Init scripts have access to all environment variables present on a cluster. Azure Databricks sets many default variables that can be useful in init script logic.

Environment variables set in the Spark config are available to init scripts. See Environment variables.

What environment variables are exposed to the init script by default?

Cluster-scoped and global init scripts support the following environment variables:

  • DB_CLUSTER_ID: the ID of the cluster on which the script is running. See the Clusters API.
  • DB_CONTAINER_IP: the private IP address of the container in which Spark runs. The init script is run inside this container. See the Clusters API.
  • DB_IS_DRIVER: whether the script is running on a driver node.
  • DB_DRIVER_IP: the IP address of the driver node.
  • DB_INSTANCE_TYPE: the instance type of the host VM.
  • DB_CLUSTER_NAME: the name of the cluster the script is executing on.
  • DB_IS_JOB_CLUSTER: whether the cluster was created to run a job. See Configure compute for jobs.

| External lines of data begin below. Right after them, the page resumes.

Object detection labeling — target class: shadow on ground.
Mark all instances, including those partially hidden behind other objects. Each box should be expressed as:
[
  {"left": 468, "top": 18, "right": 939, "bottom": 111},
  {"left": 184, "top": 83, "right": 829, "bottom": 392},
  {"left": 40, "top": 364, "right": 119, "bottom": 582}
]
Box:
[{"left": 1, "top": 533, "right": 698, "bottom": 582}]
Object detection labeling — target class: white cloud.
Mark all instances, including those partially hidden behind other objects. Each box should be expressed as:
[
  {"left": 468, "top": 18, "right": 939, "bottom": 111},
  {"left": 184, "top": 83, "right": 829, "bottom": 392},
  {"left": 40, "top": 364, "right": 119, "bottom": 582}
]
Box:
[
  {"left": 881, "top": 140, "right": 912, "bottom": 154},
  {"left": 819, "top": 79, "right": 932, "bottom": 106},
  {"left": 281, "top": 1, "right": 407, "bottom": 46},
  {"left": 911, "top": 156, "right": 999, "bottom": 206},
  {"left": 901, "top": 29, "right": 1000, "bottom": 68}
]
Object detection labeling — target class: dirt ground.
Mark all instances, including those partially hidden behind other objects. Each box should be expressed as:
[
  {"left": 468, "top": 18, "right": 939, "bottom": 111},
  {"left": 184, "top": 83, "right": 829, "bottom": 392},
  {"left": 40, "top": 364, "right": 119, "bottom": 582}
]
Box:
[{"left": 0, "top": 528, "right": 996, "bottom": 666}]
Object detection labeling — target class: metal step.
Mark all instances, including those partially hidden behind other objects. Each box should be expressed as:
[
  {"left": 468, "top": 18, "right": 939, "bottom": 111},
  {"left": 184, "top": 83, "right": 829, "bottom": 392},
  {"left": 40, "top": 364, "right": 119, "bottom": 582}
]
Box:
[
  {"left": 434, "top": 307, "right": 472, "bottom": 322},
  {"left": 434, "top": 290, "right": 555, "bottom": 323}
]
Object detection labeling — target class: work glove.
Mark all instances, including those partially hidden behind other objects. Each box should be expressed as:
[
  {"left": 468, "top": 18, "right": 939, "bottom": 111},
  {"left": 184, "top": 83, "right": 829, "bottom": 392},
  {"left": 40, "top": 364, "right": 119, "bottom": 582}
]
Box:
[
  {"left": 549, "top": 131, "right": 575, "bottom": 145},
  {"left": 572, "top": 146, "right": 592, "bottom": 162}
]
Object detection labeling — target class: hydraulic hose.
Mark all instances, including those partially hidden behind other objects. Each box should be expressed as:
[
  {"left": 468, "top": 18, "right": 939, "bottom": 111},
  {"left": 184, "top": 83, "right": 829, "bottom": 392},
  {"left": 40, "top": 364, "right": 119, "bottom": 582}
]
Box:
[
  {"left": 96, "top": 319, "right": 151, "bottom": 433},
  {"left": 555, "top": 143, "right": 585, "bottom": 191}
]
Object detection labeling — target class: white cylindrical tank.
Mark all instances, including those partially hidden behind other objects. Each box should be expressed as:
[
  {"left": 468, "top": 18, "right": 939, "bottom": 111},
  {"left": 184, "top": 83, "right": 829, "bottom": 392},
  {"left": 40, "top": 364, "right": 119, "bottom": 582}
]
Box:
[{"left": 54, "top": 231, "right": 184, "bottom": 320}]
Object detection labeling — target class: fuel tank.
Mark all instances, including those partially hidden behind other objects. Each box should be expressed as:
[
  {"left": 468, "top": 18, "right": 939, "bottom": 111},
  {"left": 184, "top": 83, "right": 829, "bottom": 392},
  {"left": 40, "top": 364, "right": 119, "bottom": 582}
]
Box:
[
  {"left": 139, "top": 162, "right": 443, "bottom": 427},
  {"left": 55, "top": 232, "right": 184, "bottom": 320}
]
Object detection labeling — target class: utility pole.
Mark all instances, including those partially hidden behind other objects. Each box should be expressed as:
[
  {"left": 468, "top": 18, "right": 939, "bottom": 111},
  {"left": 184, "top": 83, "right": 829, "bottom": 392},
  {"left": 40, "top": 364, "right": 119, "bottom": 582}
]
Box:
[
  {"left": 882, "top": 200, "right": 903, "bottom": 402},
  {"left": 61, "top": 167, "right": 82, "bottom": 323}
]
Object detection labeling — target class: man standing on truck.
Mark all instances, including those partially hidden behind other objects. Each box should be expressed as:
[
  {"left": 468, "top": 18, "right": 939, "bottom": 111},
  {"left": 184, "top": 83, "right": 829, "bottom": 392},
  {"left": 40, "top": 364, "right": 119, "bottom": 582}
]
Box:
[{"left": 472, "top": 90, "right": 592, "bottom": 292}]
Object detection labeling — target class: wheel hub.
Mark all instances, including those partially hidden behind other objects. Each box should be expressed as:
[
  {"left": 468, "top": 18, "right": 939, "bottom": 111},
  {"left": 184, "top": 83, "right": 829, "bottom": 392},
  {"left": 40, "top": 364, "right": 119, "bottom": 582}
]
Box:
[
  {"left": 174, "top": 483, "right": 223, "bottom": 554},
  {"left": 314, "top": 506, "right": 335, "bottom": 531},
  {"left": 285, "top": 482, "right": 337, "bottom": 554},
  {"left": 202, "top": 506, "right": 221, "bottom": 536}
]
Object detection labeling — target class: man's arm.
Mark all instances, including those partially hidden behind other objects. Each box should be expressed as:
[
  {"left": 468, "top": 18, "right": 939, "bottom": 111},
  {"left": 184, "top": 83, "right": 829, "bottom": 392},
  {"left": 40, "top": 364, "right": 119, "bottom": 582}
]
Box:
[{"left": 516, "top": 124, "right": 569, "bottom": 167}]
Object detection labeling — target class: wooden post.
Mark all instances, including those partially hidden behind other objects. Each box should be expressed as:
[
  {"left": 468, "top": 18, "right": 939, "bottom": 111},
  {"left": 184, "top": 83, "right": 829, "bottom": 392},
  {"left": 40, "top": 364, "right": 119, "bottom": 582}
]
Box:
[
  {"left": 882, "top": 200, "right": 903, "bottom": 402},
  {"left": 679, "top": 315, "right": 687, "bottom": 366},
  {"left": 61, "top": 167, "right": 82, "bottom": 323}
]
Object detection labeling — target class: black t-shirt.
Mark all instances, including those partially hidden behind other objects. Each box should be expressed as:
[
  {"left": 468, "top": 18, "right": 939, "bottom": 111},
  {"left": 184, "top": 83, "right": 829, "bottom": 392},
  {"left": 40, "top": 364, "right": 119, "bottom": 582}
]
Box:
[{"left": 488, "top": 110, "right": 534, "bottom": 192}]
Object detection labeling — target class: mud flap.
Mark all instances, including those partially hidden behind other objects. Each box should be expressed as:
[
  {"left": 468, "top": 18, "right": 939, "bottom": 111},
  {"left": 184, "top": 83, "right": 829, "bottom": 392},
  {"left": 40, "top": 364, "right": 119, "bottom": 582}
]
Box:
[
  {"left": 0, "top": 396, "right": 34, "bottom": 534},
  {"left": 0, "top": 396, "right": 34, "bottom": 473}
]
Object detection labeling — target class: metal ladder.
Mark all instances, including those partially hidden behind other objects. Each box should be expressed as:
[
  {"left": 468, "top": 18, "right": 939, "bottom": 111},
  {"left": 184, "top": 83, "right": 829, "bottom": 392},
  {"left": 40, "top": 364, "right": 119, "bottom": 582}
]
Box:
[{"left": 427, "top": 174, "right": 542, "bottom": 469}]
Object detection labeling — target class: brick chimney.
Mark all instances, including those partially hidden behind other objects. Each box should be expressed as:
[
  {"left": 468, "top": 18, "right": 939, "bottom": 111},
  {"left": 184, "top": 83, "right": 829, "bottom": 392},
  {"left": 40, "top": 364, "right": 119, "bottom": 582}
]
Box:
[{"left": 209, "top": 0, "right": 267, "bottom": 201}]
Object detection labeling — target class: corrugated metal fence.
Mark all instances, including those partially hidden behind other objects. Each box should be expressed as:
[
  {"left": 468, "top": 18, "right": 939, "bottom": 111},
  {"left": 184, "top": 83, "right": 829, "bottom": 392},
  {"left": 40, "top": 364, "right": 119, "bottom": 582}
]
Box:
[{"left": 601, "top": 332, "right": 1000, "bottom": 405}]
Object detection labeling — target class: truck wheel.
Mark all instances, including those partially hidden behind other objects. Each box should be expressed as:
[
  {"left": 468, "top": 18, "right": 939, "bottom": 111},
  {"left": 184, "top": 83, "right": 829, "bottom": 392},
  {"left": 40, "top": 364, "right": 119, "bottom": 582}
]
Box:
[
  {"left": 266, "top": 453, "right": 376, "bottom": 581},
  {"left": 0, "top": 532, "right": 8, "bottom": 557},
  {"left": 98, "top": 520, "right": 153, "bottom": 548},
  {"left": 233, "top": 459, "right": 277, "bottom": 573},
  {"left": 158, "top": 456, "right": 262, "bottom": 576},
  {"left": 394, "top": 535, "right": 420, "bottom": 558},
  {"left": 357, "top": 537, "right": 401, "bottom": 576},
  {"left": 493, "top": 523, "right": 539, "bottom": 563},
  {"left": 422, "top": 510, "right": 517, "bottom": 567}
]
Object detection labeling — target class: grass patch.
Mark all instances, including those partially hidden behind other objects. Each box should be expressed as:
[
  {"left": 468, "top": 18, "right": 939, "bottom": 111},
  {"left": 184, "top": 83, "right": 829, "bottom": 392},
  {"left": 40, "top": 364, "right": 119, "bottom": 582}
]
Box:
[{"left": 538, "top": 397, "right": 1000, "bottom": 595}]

For example, if you want to run part of a script only on a driver node, you could write a script like:

echo $DB_IS_DRIVER
if [[ $DB_IS_DRIVER = "TRUE" ]]; then
  <run this part only on driver>
else
  <run this part only on workers>
fi
<run this part on both driver and workers>

Use secrets in init scripts

You can use any valid variable name when you reference a secret. Access to secrets referenced in environment variables is determined by the permissions of the user who configured the cluster. Secrets stored in environment variables are accessible by all users of the cluster, but are redacted from plaintext display.

See Reference a secret in an environment variable.